System configure:
Workstation with two Xeon E5-2620 V4 CPUs. Cent OS 7.3.
Openmpi-3.0.1, ifort 2015, gcc 4.8.6, intel MKL.
I run an MPI/OpenMP hybrid program on a Workstation. I want to use 1 MPI process with 8 OpenMP threads. However, the OpenMP threads used in the parallel region is always 1. In another machine with an Intel 9900K CPU, the number of OpenMP threads is always 2. For both machines, I have printed the OMP_NUM_THREADS
by calling omp_get_max_threads. OMP_NUM_THREADS
is 8 since I already set "export OMP_NUM_THREADS=8
". It is really bothering.
After digging about one day, I realized it was related to the Openmpi parameter "-bind-to
". If "-bind-to none" or "-bind-to numa
" is used, the program works fine since CPU usage for each MPI process is 800% and 8 times speedup is obtained in the parallel region. If I use the default value that is "-bind-to core
". The number of OpenMP threads is always not what I expected. Therefore, the workstation with Xeon 2640, we have disabled hyper-threading so the real used openmp
threads are always 1. For PC with Intel i7-9900K, hyper-threading is enabled so the number of OMP threads used is 2.

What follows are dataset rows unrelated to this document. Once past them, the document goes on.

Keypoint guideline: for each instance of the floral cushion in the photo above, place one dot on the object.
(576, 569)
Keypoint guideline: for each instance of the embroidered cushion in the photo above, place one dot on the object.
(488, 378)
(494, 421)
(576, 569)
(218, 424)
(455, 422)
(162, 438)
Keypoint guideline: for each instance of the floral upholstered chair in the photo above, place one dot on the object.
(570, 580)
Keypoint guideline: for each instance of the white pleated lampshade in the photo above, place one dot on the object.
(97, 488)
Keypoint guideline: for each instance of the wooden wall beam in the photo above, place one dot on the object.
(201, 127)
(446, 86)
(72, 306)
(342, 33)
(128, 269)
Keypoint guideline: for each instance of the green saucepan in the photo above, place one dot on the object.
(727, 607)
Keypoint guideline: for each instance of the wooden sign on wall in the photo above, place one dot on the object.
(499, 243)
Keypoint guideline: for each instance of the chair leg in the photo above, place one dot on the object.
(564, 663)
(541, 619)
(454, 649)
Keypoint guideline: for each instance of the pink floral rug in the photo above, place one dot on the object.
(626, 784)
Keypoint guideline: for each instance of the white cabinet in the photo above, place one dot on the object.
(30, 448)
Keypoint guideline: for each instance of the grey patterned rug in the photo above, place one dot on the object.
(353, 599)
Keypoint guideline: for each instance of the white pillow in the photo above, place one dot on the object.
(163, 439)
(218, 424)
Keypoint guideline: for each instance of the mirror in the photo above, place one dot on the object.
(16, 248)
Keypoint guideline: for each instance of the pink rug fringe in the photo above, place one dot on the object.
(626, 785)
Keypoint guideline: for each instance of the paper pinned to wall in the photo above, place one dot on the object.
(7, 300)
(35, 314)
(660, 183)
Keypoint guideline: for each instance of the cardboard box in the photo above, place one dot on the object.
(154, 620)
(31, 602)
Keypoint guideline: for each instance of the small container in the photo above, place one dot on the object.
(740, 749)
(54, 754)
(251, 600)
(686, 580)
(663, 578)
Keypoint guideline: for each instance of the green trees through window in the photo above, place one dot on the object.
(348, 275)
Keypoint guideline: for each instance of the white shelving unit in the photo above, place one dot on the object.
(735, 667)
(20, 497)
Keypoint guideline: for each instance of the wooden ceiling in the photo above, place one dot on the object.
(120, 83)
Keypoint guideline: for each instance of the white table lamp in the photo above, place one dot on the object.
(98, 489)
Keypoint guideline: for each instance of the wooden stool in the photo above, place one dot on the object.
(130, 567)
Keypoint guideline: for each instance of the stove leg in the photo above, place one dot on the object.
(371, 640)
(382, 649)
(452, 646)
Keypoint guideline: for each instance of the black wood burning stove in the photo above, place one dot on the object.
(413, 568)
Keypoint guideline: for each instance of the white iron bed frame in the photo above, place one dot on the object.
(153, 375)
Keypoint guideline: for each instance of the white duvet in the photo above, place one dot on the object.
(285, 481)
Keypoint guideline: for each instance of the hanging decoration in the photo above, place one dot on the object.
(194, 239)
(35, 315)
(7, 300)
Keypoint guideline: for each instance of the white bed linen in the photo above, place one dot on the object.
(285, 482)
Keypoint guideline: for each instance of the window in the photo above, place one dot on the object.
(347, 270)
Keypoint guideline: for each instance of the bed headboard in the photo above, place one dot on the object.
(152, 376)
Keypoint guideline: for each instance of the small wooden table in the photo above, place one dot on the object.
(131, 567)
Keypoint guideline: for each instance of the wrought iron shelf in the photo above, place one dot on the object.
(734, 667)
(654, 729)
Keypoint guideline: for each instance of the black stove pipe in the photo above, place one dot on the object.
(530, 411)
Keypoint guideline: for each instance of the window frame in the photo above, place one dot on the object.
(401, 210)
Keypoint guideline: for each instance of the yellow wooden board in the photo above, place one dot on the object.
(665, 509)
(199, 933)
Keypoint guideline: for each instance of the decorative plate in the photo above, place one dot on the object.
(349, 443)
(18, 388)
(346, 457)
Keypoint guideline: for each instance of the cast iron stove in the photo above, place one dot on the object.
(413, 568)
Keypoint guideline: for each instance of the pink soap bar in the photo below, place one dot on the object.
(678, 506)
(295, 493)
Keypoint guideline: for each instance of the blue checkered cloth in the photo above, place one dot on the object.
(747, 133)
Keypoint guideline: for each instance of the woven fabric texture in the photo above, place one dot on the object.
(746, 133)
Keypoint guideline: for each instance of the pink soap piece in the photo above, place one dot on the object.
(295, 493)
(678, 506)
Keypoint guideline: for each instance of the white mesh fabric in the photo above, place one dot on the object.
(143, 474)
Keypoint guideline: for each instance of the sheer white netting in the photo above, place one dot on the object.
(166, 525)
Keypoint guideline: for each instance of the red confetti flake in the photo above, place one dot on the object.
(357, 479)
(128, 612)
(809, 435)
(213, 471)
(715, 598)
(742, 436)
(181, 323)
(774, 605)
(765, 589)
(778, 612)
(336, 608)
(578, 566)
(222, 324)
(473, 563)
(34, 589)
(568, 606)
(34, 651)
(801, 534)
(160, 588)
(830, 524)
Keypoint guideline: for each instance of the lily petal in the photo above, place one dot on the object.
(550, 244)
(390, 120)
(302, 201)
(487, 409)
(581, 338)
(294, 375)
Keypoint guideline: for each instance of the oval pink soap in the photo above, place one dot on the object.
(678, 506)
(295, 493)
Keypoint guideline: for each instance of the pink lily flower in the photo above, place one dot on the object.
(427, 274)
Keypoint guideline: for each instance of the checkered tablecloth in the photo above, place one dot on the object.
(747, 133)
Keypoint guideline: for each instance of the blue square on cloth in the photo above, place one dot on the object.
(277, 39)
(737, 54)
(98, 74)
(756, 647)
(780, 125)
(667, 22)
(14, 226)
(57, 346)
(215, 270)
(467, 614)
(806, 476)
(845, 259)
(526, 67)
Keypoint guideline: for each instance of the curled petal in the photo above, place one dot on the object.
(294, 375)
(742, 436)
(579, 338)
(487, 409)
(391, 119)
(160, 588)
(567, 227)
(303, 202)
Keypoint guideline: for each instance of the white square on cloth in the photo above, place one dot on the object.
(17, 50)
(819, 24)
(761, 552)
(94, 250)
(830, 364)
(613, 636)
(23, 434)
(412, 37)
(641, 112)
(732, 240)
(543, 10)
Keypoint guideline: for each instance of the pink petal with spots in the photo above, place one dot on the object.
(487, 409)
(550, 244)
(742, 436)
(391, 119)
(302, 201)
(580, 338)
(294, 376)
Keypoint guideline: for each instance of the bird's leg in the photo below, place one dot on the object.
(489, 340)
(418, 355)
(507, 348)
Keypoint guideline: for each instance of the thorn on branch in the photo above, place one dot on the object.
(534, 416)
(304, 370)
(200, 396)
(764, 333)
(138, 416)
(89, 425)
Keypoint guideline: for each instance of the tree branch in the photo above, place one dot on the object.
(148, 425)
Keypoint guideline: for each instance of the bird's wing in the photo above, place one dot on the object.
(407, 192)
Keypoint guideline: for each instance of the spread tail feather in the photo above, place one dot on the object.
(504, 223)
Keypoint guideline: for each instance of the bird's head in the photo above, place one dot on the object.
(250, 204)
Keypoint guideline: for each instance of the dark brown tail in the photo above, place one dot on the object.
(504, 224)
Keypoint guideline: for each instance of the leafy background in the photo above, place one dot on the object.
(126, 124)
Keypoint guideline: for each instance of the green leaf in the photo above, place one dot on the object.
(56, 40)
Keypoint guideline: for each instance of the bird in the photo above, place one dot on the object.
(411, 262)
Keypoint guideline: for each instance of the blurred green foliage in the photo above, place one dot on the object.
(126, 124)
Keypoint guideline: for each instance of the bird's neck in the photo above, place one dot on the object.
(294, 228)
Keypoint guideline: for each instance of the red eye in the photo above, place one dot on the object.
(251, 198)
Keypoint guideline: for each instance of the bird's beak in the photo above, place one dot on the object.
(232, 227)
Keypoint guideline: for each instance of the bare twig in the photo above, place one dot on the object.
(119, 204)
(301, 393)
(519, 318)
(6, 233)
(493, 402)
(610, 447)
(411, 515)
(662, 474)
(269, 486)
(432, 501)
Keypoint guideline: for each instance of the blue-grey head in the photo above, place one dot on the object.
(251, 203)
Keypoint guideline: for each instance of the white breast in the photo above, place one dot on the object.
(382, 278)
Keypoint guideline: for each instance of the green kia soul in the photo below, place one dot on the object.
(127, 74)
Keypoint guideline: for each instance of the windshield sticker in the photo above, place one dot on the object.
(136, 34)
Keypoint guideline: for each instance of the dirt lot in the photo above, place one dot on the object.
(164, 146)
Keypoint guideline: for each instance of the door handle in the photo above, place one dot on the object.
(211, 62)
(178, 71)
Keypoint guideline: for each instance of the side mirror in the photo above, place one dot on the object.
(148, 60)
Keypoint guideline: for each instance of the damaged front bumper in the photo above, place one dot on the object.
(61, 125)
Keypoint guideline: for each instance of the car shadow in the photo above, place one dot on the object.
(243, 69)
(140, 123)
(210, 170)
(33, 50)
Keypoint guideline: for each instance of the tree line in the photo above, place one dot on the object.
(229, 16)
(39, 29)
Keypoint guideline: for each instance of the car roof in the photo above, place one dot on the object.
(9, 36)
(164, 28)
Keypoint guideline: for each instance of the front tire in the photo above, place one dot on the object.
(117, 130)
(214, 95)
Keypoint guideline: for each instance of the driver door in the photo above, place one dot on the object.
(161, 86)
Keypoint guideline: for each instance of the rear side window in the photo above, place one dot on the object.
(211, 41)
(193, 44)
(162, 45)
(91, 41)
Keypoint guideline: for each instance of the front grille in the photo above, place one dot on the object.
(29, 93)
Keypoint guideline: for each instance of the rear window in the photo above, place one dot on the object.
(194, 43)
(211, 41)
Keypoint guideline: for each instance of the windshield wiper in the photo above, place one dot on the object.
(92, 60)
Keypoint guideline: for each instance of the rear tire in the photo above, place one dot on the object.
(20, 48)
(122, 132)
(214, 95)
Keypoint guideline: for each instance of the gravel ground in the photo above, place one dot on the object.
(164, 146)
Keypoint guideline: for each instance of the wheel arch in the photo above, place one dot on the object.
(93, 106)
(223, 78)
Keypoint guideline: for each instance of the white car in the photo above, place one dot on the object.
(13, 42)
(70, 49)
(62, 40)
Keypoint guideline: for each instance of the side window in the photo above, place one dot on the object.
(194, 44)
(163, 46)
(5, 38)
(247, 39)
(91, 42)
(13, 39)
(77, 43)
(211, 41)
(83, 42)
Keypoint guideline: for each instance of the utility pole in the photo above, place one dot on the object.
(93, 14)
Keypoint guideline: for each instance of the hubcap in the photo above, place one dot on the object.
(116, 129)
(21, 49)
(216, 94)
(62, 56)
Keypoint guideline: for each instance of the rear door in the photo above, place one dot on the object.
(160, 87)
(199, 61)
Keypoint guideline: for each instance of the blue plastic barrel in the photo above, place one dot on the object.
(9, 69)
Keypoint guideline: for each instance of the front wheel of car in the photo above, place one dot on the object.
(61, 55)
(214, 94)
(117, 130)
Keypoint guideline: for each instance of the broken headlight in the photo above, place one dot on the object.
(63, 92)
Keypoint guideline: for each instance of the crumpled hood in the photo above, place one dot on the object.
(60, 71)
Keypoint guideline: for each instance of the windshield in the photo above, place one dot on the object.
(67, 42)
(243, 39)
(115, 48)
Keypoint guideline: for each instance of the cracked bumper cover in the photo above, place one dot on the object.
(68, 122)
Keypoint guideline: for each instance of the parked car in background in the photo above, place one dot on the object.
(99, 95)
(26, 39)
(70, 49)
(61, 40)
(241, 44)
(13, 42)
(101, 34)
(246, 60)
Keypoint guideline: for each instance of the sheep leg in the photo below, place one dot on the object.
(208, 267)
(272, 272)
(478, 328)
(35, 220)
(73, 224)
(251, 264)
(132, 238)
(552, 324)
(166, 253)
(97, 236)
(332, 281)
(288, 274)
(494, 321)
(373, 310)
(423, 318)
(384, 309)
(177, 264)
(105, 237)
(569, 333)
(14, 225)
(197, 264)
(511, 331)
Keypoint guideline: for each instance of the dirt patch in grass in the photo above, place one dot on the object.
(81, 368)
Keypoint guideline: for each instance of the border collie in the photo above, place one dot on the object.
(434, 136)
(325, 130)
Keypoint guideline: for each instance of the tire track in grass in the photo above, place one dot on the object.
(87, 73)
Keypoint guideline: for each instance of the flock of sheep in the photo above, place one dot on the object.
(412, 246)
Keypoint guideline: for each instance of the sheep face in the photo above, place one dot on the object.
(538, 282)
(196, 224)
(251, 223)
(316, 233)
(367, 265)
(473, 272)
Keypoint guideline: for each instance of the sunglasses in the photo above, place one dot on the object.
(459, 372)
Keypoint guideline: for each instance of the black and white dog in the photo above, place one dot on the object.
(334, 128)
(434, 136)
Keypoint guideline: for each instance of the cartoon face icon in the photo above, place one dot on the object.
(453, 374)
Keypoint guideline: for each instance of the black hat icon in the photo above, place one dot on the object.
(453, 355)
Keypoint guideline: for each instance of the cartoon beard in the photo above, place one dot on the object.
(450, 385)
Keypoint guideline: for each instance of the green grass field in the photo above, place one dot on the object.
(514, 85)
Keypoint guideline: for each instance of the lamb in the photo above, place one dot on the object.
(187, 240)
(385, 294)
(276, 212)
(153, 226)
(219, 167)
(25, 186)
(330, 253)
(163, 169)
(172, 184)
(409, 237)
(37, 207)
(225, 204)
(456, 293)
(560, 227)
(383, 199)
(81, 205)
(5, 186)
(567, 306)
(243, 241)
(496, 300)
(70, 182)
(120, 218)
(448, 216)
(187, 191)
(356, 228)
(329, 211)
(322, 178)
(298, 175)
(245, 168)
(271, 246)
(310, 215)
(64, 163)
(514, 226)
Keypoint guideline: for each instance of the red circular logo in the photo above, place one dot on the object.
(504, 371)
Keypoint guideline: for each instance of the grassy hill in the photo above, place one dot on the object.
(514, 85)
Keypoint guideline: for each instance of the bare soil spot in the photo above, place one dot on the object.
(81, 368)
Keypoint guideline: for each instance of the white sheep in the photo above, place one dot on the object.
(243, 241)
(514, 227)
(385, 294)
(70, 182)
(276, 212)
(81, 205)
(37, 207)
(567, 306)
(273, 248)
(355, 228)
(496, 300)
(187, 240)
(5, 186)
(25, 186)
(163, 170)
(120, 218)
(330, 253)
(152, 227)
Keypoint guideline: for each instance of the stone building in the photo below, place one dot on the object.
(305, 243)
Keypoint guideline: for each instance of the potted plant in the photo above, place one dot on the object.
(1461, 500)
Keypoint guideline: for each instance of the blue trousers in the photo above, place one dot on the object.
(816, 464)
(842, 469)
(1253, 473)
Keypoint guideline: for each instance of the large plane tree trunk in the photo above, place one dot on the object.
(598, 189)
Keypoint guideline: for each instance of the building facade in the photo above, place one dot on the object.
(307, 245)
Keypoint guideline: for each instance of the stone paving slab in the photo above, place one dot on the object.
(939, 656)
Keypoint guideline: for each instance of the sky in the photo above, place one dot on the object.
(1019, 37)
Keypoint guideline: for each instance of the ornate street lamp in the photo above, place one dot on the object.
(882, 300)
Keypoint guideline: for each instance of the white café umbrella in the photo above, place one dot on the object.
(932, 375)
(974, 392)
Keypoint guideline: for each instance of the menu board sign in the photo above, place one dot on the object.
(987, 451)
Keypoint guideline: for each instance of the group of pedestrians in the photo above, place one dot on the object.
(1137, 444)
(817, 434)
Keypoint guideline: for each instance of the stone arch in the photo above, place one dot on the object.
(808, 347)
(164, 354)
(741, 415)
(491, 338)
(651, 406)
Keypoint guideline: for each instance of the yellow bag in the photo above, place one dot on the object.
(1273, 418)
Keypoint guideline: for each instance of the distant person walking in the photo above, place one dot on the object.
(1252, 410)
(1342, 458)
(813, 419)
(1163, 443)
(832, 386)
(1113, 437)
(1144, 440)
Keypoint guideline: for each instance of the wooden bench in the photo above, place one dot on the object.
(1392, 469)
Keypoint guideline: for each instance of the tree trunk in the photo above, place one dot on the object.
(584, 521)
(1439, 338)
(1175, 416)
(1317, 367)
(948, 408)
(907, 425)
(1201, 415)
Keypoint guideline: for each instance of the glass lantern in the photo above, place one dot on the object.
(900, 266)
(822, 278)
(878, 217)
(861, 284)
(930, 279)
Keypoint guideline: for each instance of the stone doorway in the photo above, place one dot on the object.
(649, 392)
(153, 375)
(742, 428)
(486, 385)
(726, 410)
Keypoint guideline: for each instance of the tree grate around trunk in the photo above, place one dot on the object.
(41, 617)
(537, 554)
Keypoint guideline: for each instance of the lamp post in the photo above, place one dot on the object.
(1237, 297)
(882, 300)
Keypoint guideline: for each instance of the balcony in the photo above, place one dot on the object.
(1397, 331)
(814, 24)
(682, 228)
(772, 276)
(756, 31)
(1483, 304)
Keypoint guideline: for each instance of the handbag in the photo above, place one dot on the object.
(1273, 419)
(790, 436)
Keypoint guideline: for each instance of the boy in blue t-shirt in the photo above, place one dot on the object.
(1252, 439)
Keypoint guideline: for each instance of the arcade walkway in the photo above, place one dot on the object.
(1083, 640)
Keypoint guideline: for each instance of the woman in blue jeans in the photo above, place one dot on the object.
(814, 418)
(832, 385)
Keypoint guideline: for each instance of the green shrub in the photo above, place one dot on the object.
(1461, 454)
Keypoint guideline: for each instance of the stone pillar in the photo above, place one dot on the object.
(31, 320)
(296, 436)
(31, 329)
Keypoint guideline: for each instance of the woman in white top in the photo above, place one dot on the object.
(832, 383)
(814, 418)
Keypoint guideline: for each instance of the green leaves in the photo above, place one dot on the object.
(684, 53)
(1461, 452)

Moreover, if I do not use "-bind-to none/numa
" parameters, omp_get_num_procs return 1. If "-bind-to none
" is used, omp_get_num_procs returns number of processors(CPU cores) while using "-bind-to numa
", omp_get_num_procs return number of CPU cores in one CPU.
I post my experience here that may helpful for other people to have a similar problem.